We hear the voice of Mother Nature speaking and she boasts of how she and Father Time have done a pretty good job in making the world the way it is. However, it wasn't always thus, and she tells of how ten thousand years ago an experiment with the villages of Wongo and Goona wasn't going too well. In the village of Wongo, you see, the men were dunderheaded brutes while the women were all attractive and unsatisfied with being their potential mates. But in Goona, the men were all handsome and strapping while the women were, shall we say, less than lovely. Obviously some kind of compromise had to be reached, but as the two villages never had any contact, how would it happen?
In the United States of the nineteen-fifties, there was an obsession that the ordinary folks embraced - no, apart from anti-Communism, it was more fun than that, it was Tiki pop culture. Hawaii and the South Seas were the height of exotic sophistication, and no home worth its salt was without its Tiki bar adorned with little statues where you could enjoy a cocktail presented in an opened pineapple. And so it was that if the Tiki fan wanted to go to the cinema, the choice of high quality, tropical island-based films was limited to South Pacific, and if you were looking for someting cheap and cheerful, then the supposedly prehistoric Wild Women of Wongo was your best bet.
There are no musical numbers in the film, but there is a spirited dance sequence to excite most red blooded males. The Wongo (Wongan?) tribe have quite an involved religious set up, and worship at the Temple of the Dragon, complete with its own high priestess (a woman with a long black wig). She is who we see first as the blue-haired King goes to visit her and she consults the dragon god, that is, an unimpressively small alligator (or is it a crocodile?) and tells him that now the men of Wongo should be taking those wild women as their mates. He returns to the village in his canoe with the good news, but someone else soon arrives with bad news.
That someone is a representative of the village of Goona, their King's son to be precise. He comes to warn of apemen who storm in from the sea, but the wild women are taken with his good looks and the Wongo King's daughter Omoo (Jean Hawkshaw, looking remarkably like Scarlett Johansson) much prefers him to the mate she has been arranged to marry. The men, meanwhile, see the way the women are falling over themselves to catch a glimpse of the Goona fellow, and decide to kill him. That night, Omoo spends under the stars with the Goona prince in a spot of romance that is tastefully panned away from towards some flowers.
Tasteful could sum up the manner in which the story is approached, but camp would be a better way, at least after the halfway mark when all pretence of seriousness goes out of the window. A parrot comments on the action, and apparently folllows everyone about as the camera frequently cuts to its reaction ("Squawk! Take it easy!"). As they couldn't go very far in portraying the lusts of the Wongo women, the film makers are forced to have everyone act coyly about their impulses for most of the story, and the sub-Johnny WeissmullerTarzan lines are as woodenly delivered as you'd expect.

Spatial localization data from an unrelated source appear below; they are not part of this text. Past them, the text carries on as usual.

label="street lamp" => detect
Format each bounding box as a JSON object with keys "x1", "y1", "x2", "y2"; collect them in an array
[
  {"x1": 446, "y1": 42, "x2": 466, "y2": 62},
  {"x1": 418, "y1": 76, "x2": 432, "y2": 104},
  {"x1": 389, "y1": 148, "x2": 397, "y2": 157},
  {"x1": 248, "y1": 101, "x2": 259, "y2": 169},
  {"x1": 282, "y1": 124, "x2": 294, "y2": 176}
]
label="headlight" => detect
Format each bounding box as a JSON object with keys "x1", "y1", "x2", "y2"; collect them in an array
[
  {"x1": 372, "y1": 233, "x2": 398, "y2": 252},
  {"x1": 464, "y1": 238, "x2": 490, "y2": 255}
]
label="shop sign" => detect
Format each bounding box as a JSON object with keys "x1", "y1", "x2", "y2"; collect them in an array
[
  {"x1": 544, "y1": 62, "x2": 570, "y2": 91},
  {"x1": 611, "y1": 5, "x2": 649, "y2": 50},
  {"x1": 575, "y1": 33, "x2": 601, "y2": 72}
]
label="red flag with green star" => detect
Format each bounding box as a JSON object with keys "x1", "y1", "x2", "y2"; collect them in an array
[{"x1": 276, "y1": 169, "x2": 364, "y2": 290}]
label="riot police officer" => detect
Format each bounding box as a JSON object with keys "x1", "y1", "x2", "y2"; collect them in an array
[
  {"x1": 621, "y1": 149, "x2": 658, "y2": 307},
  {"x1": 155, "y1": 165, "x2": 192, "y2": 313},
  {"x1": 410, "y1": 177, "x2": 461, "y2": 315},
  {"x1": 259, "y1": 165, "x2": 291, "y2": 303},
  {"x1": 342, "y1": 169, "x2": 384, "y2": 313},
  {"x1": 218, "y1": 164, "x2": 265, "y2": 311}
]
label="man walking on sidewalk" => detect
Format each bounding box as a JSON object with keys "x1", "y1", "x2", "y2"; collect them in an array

The islands are represented by a stretch of Florida coastline, and a few grass huts pass as the set. The women start to act more aggressively as the film goes on, and their menfolk behave even more idiotically, but the plot contrives that they be split up when the ladies go off to meet the priestess for that dance frenzy I mentioned. The dragon god demands a sacrifice for suffering disrespect, so what will the wild women do? Predictably, the film's sexual politics don't bear much scrutiny - ugly people stick with your own while us attractive ones enjoy ourselves together seems to be the message. You'd be hard pressed to take any of it seriously, mind you, and to their credit the film makers don't either. It all ends with a big wink. See if you can spot the Plan 9 from Outer Space theme music.